La forma en que marcaba los compases y los tiempos era por demás genial. Mucha
gente se quedó con su imagen.
El caso de Bill Anschell es algo especial. Su apariencia era,
probablemente, la más formal y menos sospechosa de genialidad. Y vaya a saber
uno lo que ocurrió después. Anschell estableció los ritmos cruzados como los
grandes, marcaba la armonía, pauteaba la sincronización o devolvía a los
improvisadores a la ruta inicial. Un pianista fuera de serie. Un amigo que
estaba a mi costado me dijo en el entretiempo: “Que Dios nos guarde de su
música”. Se refería, desde luego, a él el peladito de las manos mágicas.
El Trío ejecutó alrededor de 14 piezas,
muchas de ellas composiciones del mismo Anschell. Las demás eran de Dizzy
Gillespie, Thelonius Monk, Charlie Parker (los ídolos del bebop) , Duke
Ellington, George Gershwin, Benny Golson y otros compositores menos conocidos.

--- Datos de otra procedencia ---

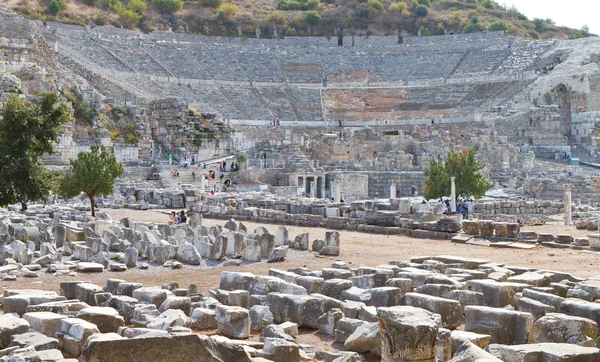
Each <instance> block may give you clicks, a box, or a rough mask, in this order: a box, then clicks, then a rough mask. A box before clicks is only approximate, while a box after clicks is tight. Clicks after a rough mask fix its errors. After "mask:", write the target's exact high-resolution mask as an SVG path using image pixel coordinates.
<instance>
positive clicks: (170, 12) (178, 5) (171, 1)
mask: <svg viewBox="0 0 600 362" xmlns="http://www.w3.org/2000/svg"><path fill="white" fill-rule="evenodd" d="M152 5H154V7H156V8H157V9H158V10H159V11H162V12H165V13H169V14H172V13H174V12H177V11H179V10H181V9H183V1H182V0H152Z"/></svg>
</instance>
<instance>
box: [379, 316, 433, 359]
mask: <svg viewBox="0 0 600 362" xmlns="http://www.w3.org/2000/svg"><path fill="white" fill-rule="evenodd" d="M377 314H378V316H379V333H380V341H381V346H380V348H381V356H382V359H383V360H389V361H402V360H404V358H405V356H411V357H410V358H411V359H413V360H417V361H419V360H422V361H430V360H431V361H433V360H434V358H435V356H436V355H437V351H438V339H437V334H438V329H439V326H440V323H441V321H440V318H439V316H438V315H436V314H433V313H431V312H428V311H426V310H424V309H420V308H414V307H390V308H379V309H378V311H377ZM406 335H413V336H415V337H414V338H410V339H407V338H405V336H406Z"/></svg>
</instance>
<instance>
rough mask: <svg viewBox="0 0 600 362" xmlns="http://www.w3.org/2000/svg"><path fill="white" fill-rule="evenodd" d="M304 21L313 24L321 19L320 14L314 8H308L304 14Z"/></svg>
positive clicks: (312, 24) (318, 21)
mask: <svg viewBox="0 0 600 362" xmlns="http://www.w3.org/2000/svg"><path fill="white" fill-rule="evenodd" d="M304 21H306V23H307V24H310V25H315V24H317V23H318V22H319V21H321V15H320V14H319V13H318V12H317V11H316V10H309V11H307V12H306V14H304Z"/></svg>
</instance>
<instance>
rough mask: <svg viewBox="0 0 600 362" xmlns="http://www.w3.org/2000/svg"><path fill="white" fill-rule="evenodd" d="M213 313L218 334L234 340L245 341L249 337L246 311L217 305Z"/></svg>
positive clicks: (248, 313)
mask: <svg viewBox="0 0 600 362" xmlns="http://www.w3.org/2000/svg"><path fill="white" fill-rule="evenodd" d="M215 312H216V317H215V319H216V321H217V326H218V328H219V333H220V334H222V335H223V336H225V337H229V338H236V339H246V338H248V337H249V335H250V326H251V323H250V316H249V313H248V310H247V309H245V308H241V307H230V306H225V305H217V308H216V309H215Z"/></svg>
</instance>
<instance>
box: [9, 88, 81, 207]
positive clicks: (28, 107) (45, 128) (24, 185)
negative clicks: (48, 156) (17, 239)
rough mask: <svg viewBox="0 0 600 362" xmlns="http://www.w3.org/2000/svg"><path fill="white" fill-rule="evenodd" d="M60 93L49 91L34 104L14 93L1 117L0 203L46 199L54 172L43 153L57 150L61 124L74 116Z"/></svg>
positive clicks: (65, 122) (47, 152) (41, 199)
mask: <svg viewBox="0 0 600 362" xmlns="http://www.w3.org/2000/svg"><path fill="white" fill-rule="evenodd" d="M58 101H59V97H58V94H57V93H55V92H48V93H44V94H42V95H41V97H40V98H39V100H38V102H37V103H36V104H33V103H31V102H28V101H27V100H25V99H22V98H19V97H18V96H14V97H11V98H10V99H9V100H8V102H7V103H6V105H5V107H4V109H3V110H2V113H1V116H2V117H1V119H0V179H2V183H1V184H0V206H6V205H9V204H14V203H20V204H21V206H22V209H23V210H25V209H26V208H27V201H37V200H44V201H45V200H46V199H47V198H48V195H49V194H50V190H51V182H50V181H51V179H52V176H51V174H50V172H49V171H48V170H46V168H45V167H44V165H43V163H42V160H41V158H42V156H43V155H44V154H46V153H47V154H52V153H53V152H54V144H55V142H56V141H57V140H58V136H59V135H60V126H61V125H63V124H64V123H67V122H69V121H70V120H71V112H70V110H69V107H68V106H67V105H66V104H65V103H59V102H58Z"/></svg>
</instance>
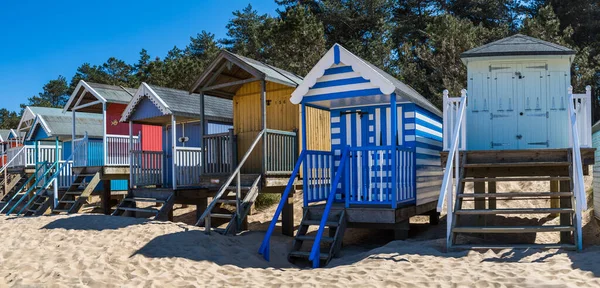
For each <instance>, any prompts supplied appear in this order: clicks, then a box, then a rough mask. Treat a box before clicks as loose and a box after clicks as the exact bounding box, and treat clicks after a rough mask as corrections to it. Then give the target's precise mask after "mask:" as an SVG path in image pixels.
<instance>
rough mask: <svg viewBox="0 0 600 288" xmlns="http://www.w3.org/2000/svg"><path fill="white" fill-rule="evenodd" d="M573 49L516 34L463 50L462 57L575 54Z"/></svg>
mask: <svg viewBox="0 0 600 288" xmlns="http://www.w3.org/2000/svg"><path fill="white" fill-rule="evenodd" d="M574 54H575V51H574V50H573V49H570V48H567V47H564V46H561V45H558V44H555V43H551V42H547V41H544V40H540V39H537V38H533V37H529V36H525V35H522V34H515V35H513V36H510V37H506V38H503V39H500V40H498V41H494V42H491V43H488V44H485V45H483V46H480V47H477V48H473V49H471V50H468V51H466V52H463V53H462V54H461V55H460V56H461V58H472V57H486V56H516V55H574Z"/></svg>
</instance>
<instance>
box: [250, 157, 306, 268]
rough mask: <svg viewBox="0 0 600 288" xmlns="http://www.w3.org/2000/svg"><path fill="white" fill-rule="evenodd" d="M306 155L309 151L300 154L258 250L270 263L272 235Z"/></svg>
mask: <svg viewBox="0 0 600 288" xmlns="http://www.w3.org/2000/svg"><path fill="white" fill-rule="evenodd" d="M306 153H307V150H303V151H302V153H300V157H298V161H296V165H295V166H294V171H292V176H290V180H289V181H288V184H287V185H286V186H285V190H284V191H283V194H281V200H280V201H279V205H277V209H276V210H275V215H273V219H272V220H271V223H270V224H269V228H268V229H267V233H266V234H265V238H263V242H262V244H261V245H260V248H259V249H258V254H260V255H263V258H265V260H267V261H269V259H270V246H271V235H273V231H274V230H275V226H276V225H277V220H278V219H279V216H280V215H281V211H282V210H283V206H284V205H285V202H286V201H287V199H288V197H289V195H290V192H291V190H292V187H294V180H295V179H296V176H297V175H298V171H300V166H301V165H302V162H303V161H304V158H305V157H306Z"/></svg>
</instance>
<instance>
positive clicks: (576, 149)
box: [569, 86, 592, 250]
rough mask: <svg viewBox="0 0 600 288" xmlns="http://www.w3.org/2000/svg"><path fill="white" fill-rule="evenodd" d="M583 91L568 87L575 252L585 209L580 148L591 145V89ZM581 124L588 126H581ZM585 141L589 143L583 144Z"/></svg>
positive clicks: (581, 246) (586, 208)
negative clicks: (571, 154) (585, 92)
mask: <svg viewBox="0 0 600 288" xmlns="http://www.w3.org/2000/svg"><path fill="white" fill-rule="evenodd" d="M585 90H586V93H585V94H573V87H572V86H571V87H569V118H570V119H569V120H570V121H569V122H570V123H569V124H570V125H569V132H570V135H571V137H570V139H571V140H570V141H569V142H570V143H571V151H572V156H571V158H572V159H571V161H572V162H573V165H572V171H571V173H572V174H571V176H572V179H573V182H572V183H571V185H572V188H573V195H574V196H575V243H576V245H577V250H581V249H582V248H583V240H582V236H583V235H582V214H583V211H584V210H586V209H587V199H586V193H585V185H584V179H583V161H582V159H581V147H585V146H586V145H591V138H592V130H591V127H592V126H591V118H592V115H591V110H590V109H591V87H590V86H587V87H586V89H585ZM582 123H583V124H585V125H590V126H589V127H585V126H582ZM585 141H589V142H590V143H589V144H588V143H585ZM584 143H585V144H584Z"/></svg>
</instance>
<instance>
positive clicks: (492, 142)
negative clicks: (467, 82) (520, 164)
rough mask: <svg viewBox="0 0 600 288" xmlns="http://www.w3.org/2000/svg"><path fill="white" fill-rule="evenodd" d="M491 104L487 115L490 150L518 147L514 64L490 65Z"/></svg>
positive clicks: (517, 115)
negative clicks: (511, 64) (491, 88)
mask: <svg viewBox="0 0 600 288" xmlns="http://www.w3.org/2000/svg"><path fill="white" fill-rule="evenodd" d="M491 70H492V75H493V76H492V77H493V79H492V91H493V93H494V96H493V98H492V103H491V104H492V105H491V107H490V113H489V117H490V119H491V122H492V127H491V128H492V141H491V143H490V145H489V147H490V149H492V150H509V149H519V147H518V145H519V142H518V139H517V135H518V112H517V111H518V109H517V107H516V103H517V102H516V93H515V92H516V87H515V86H516V85H515V66H514V64H513V65H510V64H502V65H497V66H492V67H491Z"/></svg>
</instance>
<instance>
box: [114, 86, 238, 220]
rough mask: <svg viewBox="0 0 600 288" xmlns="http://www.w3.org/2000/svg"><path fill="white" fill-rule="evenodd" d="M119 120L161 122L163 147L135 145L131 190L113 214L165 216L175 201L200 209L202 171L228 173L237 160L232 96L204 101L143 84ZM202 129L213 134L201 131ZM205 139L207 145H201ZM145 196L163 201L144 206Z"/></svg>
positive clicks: (121, 214)
mask: <svg viewBox="0 0 600 288" xmlns="http://www.w3.org/2000/svg"><path fill="white" fill-rule="evenodd" d="M201 102H204V106H201ZM201 107H204V110H201ZM202 111H204V113H202ZM121 122H125V123H129V126H130V127H133V125H136V124H143V125H149V126H154V127H157V128H158V129H159V130H160V131H161V133H158V134H156V138H159V140H160V141H161V142H162V147H161V148H160V149H159V150H158V151H147V150H143V149H142V150H140V149H136V148H135V147H134V148H133V149H132V150H131V153H130V157H131V162H130V163H131V164H130V170H131V180H130V188H131V190H130V193H129V195H128V196H127V197H126V198H125V199H124V200H123V201H122V202H121V203H120V204H119V206H118V207H117V210H116V211H115V212H114V213H113V215H135V216H140V217H145V216H150V217H154V219H167V218H170V215H172V213H171V212H172V211H171V207H172V206H173V204H174V203H180V204H194V205H198V206H199V209H200V210H201V209H203V208H202V207H206V201H207V200H206V198H207V197H208V196H207V192H206V190H205V189H204V188H203V187H204V186H203V181H202V178H201V175H203V173H208V174H217V175H218V174H219V173H229V171H231V169H232V167H233V165H234V162H235V159H234V158H233V154H231V151H232V148H231V147H232V145H235V144H234V139H233V135H232V132H231V131H230V128H231V127H232V126H231V124H232V123H233V119H232V108H231V101H230V100H225V99H220V98H217V97H211V96H204V97H203V98H202V100H201V97H200V95H198V94H194V95H189V93H188V92H187V91H182V90H176V89H170V88H164V87H159V86H155V85H151V84H147V83H142V84H141V85H140V87H139V88H138V90H137V91H136V92H135V94H134V97H133V99H132V100H131V101H130V102H129V104H128V105H127V107H126V109H125V110H124V111H123V114H122V116H121ZM174 130H175V132H173V131H174ZM203 131H210V132H211V133H212V134H206V135H204V136H202V135H203ZM129 137H133V134H130V135H129ZM159 140H157V141H159ZM203 144H205V147H208V149H206V150H202V148H201V147H202V145H203ZM213 148H214V149H213ZM144 201H145V202H154V203H155V204H158V205H162V206H160V208H158V209H157V207H146V208H141V207H140V205H138V204H141V203H138V202H144Z"/></svg>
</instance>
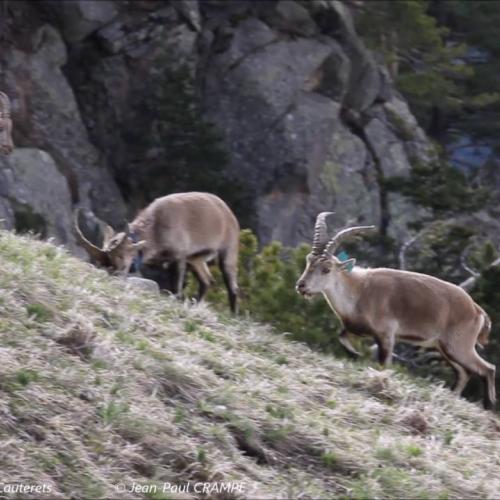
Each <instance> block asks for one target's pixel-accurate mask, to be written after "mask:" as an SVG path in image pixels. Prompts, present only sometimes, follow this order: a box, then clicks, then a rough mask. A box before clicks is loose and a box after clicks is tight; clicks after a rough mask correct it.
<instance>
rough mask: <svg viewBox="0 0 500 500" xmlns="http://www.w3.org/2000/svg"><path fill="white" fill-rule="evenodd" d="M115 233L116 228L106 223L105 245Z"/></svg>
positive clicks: (103, 239)
mask: <svg viewBox="0 0 500 500" xmlns="http://www.w3.org/2000/svg"><path fill="white" fill-rule="evenodd" d="M114 235H115V230H114V229H113V228H112V227H111V226H110V225H109V224H106V226H105V227H104V234H103V246H104V245H105V244H106V243H107V242H108V241H109V240H110V239H111V238H113V236H114Z"/></svg>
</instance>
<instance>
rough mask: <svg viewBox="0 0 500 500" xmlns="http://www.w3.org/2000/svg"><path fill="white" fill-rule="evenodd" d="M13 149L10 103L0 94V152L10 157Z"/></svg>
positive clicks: (8, 100)
mask: <svg viewBox="0 0 500 500" xmlns="http://www.w3.org/2000/svg"><path fill="white" fill-rule="evenodd" d="M13 149H14V143H13V142H12V120H11V119H10V101H9V98H8V97H7V96H6V95H5V94H4V93H3V92H0V152H1V153H2V154H4V155H8V154H10V153H12V151H13Z"/></svg>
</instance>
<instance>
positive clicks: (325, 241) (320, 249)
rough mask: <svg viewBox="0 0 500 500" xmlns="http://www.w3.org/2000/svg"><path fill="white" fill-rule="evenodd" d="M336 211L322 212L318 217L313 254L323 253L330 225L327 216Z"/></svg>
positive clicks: (317, 219)
mask: <svg viewBox="0 0 500 500" xmlns="http://www.w3.org/2000/svg"><path fill="white" fill-rule="evenodd" d="M333 213H335V212H321V213H320V214H318V216H317V217H316V223H315V224H314V238H313V244H312V250H311V253H312V254H313V255H321V253H322V252H323V248H324V247H325V245H326V242H327V241H328V227H327V225H326V218H327V217H328V216H329V215H332V214H333Z"/></svg>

Hubo, no obstante la calidad de los maestros invocados, un tema que a mí
particularmente me impactó: Sacerdote del
jazz, que si mal no recuerdo pertenece a un amigo de Anschell. Se trata de
una pieza lenta, de gran vibración. La más conmovedora de todas las
interpretadas, a mi modo de ver.
Esa noche otra imagen asaltó también a los
espectadores. El profesionalismo de los músicos. Más de uno comentó, por
ejemplo, el hecho de que Dan Hull tocara mirando las partituras (cosa inusual
en nuestro medio). Y no sólo eso. Ramon Pooser y Bill Anschell también lo
hacían. Los tres son músicos de formación académica, rigurosos, técnicamente
impecables. De ahí que aborden con tan buena fortuna la improvisación. Las
partituras les sirven pues como punto de partida. El resto es obra de su
creatividad.
Tras el paso fulgurante de estos músicos
excepcionales, me pregunto ¿cuánto tiempo más tendremos que esperar hasta que
aparezcan otros de la misma calidad? Un mes, dos meses, un año ¿una década tal
vez? El jazz, desafortunadamente tiene muy escasos cultores y seguidores en
nuestro medio, así que las esperanzas no son muchas. Poe el momento, quedémonos
con el recuerdo de Bill Anschell Trio y con la imagen de un grupo de fanáticos
golpeando el piso del Teatro Municipal (el de platea y el de mezzanine) al
compás de un bajo, una batería y un piano. Jazz corazón. No faltaba más.